**Course Outline for Math 240BC (Winter-Spring 2007)**

**Differential Geometry**

PLEASE NOTE TIME AND ROOM CHANGE: MWF 12 noon, SH 4519

Instructor: J. Douglas Moore

Prerequisites: 240A or 221C or consent of
instructor

**Tentative
Outline of the Course:**
Roughly
speaking, differential geometry is the application of ideas from calculus (or
from analysis) to geometry. It has important connections with topology, partial
differential equations and a subtopic within differential geometry---Riemannian
geometry---is the mathematical foundation for general relativity. Another
branch of differential geometry, connections on fiber bundles, is used in the
standard model for particle physics.

This course will describe the foundations of
Riemannian geometry, including geodesics and curvature, as well as connections
in vector bundles, and then go on to discuss the relationships between
curvature and topology. Topology will presented
in two dual contrasting forms, de Rham cohomology and Morse homology. To provide background for the second idea, we will describe
some of the calculus of variations in the large originally developed by Marston
Morse. This theory shows, for
example, that many Riemannian manifolds have many geometrically distinct smooth
closed geodesics. If time permits,
we may give a brief mathematical introduction to general relativity, one of the
primary applications.

**Recommended References: **
We will develop lecture notes for
the course.

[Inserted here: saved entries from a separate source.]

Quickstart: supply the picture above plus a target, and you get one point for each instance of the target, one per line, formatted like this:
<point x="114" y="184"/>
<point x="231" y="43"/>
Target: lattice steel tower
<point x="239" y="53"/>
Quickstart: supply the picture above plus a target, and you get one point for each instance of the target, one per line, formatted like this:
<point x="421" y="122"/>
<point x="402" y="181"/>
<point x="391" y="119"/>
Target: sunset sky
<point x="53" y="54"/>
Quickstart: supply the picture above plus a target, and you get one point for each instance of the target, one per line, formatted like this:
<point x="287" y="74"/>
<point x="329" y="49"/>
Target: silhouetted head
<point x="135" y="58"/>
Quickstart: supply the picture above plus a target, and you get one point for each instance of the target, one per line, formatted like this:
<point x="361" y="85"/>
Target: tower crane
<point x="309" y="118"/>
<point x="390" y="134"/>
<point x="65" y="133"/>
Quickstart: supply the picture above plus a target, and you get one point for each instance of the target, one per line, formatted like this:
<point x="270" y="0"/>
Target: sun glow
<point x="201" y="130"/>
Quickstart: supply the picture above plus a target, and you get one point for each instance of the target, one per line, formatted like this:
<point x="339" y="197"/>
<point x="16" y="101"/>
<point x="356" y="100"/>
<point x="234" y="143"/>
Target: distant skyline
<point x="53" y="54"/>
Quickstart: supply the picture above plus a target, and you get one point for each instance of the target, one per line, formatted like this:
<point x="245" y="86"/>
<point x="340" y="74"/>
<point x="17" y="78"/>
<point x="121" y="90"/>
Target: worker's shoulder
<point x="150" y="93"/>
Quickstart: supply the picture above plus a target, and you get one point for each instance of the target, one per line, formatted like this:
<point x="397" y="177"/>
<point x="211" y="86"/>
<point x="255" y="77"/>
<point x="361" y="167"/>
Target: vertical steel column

However, there are
many excellent texts that can help supplement the notes, including:

1. William
M. Boothby, An Introduction to Differentiable Manifolds and Lie Groups, Second
Edition, Academic Press, New York, 2003.
(The first four chapters of this text were discussed in Math 240A. Math 231C also presents manifold theory.)

2. Manfredo P. do Carmo,
Riemannian Geometry, Birkhauser,
Boston, 1992. This is one of the
standard references on the topic.

3. John
M. Lee, Riemannian Manifolds, Springer, 1997. A short readable overview.

4. Jurgen Jost,
Riemannian Geometry and Geometric Analysis, Fifth
Edition, Springer, 2008. Contains
much more than can be discussed in the course. One of the few book treatments of Morse homology.

5. John
Milnor, Morse Theory, Princeton University Press, Princeton, 1969. The classic treatment of the topology
of critical points of smooth functions on manifolds.